Universität Heidelberg ranks first Germany-wide in the field of natural sciences

Heidelberg University is represented in the current Funding Atlas of the German Research Foundation (DFG) among the “Top 3” of universities with the highest DFG grants and, specifically, takes top position among the natural sciences. According to the report published in early October 2021, Ruperto Carola has been awarded a total of 332 million euros for 2017 to 2019 and ranks third in Germany, behind Ludwig Maximilian University (LMU) Munich (369 million euros) and Technical University (TU) Munich (346.5 million euros). Comparing the academic fields, Heidelberg University comes top in the natural science disciplines (73.2 million euros), followed by TU Munich (68.7 million euros) and then Karlsruhe Institute of Technology and Mainz University (66.6 million euros each).

In the ranking of universities with the highest DFG grants, Heidelberg University was also among the “Top 3” in 2006, 2009, 2015 and 2018. The natural sciences move forward from sixth to first place in a comparison of the 2018 Funding Atlas with the present. The life sciences (150.2 million euros) continue to rank second, behind LMU Munich (176.9 million euros) and ahead of the University of Freiburg (147 million euros). The humanities and social sciences are also among the “Top 10” with DFG grants totalling 37.9 million euros. As to the evaluation of the regional research profiles, the metropolises Berlin (838.7 million euros) and Munich (816.3 million euros) as well as Heidelberg / Mannheim (431.9 million euros) prove to be particularly strong DFG regions in the 2021 Funding Atlas. An overview of federal states shows that, from 2017 to 2019, just under 1.6 billion euros in DFG funding went to universities and non-university research institutions in Baden-Württemberg. The Funding Atlas covers the DFG funding instruments of individual funding, coordinated programmes, the Excellence Initiative and Excellence Strategy of the federal and state governments, as well as infra-structure funding.

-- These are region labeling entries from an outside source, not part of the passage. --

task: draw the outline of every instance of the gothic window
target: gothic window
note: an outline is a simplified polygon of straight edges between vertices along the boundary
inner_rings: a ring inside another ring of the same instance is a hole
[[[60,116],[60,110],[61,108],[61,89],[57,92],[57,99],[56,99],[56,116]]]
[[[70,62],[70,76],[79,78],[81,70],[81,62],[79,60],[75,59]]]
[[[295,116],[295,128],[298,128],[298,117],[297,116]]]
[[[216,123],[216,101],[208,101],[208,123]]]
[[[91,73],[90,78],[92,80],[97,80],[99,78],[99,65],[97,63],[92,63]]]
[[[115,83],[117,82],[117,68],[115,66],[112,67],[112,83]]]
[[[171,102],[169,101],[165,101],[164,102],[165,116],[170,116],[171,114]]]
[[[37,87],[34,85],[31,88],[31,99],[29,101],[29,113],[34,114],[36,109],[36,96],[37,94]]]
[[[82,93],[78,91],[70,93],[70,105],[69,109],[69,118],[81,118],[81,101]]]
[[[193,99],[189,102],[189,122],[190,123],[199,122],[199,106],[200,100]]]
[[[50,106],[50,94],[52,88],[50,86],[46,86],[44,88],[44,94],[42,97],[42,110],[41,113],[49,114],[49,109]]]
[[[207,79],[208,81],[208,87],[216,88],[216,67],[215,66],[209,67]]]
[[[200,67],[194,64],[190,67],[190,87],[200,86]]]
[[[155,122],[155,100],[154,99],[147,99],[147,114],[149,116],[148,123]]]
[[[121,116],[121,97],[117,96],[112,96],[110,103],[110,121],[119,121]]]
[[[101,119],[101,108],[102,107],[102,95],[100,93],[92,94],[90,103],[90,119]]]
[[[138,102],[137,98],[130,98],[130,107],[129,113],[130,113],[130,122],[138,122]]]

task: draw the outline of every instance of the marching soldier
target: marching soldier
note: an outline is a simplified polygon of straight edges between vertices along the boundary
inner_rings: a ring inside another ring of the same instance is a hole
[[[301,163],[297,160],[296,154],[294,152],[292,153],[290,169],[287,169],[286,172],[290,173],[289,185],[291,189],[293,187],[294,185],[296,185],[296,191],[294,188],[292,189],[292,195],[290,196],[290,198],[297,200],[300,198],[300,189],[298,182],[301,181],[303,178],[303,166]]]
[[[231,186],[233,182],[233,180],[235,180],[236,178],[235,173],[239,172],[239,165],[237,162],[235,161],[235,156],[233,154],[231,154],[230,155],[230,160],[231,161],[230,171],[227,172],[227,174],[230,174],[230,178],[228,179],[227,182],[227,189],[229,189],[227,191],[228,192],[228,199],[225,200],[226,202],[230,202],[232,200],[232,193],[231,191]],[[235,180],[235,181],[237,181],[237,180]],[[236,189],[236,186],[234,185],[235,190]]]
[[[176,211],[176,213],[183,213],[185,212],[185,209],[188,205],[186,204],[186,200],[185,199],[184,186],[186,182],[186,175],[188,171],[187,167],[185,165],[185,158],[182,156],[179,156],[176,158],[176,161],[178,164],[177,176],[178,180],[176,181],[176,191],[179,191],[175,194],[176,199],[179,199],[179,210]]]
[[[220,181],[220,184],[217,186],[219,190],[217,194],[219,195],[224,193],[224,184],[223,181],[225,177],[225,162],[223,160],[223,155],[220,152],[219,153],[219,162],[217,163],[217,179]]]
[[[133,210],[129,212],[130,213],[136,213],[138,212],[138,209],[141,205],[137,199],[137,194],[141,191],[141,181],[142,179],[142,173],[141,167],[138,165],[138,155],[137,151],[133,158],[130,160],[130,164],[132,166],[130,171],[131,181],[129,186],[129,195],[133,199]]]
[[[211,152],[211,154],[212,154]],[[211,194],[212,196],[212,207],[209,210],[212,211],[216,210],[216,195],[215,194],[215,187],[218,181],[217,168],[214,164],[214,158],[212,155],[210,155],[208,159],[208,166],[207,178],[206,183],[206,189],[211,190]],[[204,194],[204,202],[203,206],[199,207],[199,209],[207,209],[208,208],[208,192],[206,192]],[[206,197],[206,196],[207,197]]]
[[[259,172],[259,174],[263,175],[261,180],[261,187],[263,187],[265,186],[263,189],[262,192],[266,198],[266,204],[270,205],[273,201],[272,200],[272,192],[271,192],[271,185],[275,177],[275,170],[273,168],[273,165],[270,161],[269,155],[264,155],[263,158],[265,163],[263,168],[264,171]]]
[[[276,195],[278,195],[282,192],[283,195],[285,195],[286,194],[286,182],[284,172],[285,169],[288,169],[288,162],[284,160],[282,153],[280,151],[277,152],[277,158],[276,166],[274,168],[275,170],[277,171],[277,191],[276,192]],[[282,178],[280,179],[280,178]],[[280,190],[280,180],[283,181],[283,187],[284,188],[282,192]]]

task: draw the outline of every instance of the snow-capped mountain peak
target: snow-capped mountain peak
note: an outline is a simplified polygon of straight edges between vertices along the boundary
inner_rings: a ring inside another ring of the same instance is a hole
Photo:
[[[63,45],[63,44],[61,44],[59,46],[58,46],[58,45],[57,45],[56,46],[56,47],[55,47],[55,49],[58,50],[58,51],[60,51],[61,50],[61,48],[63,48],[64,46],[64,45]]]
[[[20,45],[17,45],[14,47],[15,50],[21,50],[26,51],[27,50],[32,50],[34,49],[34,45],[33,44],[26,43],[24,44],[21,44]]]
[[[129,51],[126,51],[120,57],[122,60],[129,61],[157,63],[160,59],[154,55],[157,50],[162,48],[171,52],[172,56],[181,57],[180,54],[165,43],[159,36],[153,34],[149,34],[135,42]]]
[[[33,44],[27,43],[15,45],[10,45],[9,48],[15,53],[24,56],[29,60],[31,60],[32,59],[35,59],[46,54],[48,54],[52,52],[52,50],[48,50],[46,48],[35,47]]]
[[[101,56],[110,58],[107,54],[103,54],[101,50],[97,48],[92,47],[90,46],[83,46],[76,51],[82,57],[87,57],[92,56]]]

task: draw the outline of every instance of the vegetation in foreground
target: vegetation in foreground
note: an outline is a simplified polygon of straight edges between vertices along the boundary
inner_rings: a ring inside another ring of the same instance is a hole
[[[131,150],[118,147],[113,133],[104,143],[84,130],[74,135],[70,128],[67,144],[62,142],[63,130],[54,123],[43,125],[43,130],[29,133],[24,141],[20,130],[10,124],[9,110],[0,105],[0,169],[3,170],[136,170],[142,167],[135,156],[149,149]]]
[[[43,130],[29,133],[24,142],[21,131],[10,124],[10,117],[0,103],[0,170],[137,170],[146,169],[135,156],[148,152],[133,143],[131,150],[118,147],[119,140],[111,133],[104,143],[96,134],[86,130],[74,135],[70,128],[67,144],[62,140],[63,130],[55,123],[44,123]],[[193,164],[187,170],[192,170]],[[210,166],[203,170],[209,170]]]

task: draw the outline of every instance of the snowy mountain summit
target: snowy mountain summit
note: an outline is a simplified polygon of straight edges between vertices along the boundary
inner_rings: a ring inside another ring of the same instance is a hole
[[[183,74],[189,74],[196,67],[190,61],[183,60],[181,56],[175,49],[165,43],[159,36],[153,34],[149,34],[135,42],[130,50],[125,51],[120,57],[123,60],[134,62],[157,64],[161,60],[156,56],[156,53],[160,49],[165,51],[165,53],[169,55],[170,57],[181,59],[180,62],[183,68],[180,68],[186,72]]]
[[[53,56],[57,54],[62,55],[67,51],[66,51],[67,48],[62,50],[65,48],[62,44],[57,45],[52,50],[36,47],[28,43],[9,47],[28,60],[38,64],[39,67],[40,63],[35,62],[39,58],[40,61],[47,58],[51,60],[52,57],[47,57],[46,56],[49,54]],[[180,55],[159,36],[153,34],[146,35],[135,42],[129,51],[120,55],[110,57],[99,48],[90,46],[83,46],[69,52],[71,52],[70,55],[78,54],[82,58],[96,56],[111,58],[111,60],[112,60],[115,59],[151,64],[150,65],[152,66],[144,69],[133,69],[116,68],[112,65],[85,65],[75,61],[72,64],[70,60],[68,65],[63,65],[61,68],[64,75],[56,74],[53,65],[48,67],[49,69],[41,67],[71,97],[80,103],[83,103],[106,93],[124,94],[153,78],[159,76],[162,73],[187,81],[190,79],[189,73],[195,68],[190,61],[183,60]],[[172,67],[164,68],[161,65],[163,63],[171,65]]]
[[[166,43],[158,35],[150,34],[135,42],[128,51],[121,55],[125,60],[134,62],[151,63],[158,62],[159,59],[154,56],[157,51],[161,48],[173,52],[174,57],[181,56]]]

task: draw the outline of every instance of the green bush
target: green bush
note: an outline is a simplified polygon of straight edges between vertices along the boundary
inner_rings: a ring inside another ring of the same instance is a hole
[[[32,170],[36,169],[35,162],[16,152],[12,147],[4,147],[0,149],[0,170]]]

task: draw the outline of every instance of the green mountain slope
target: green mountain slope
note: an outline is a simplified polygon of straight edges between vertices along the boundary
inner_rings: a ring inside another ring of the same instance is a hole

The DFG Funding Atlas is the now ninth volume of reports with which the largest German research financing organisation has presented “key figures relating to publicly financed research in Germany” every three years since 1997. The statistical and data base – the volume published now covers the period from 2017 to 2019 – was expanded in the past by specific issues, which, in the current edition, include historical research funding from 1921 to 1945.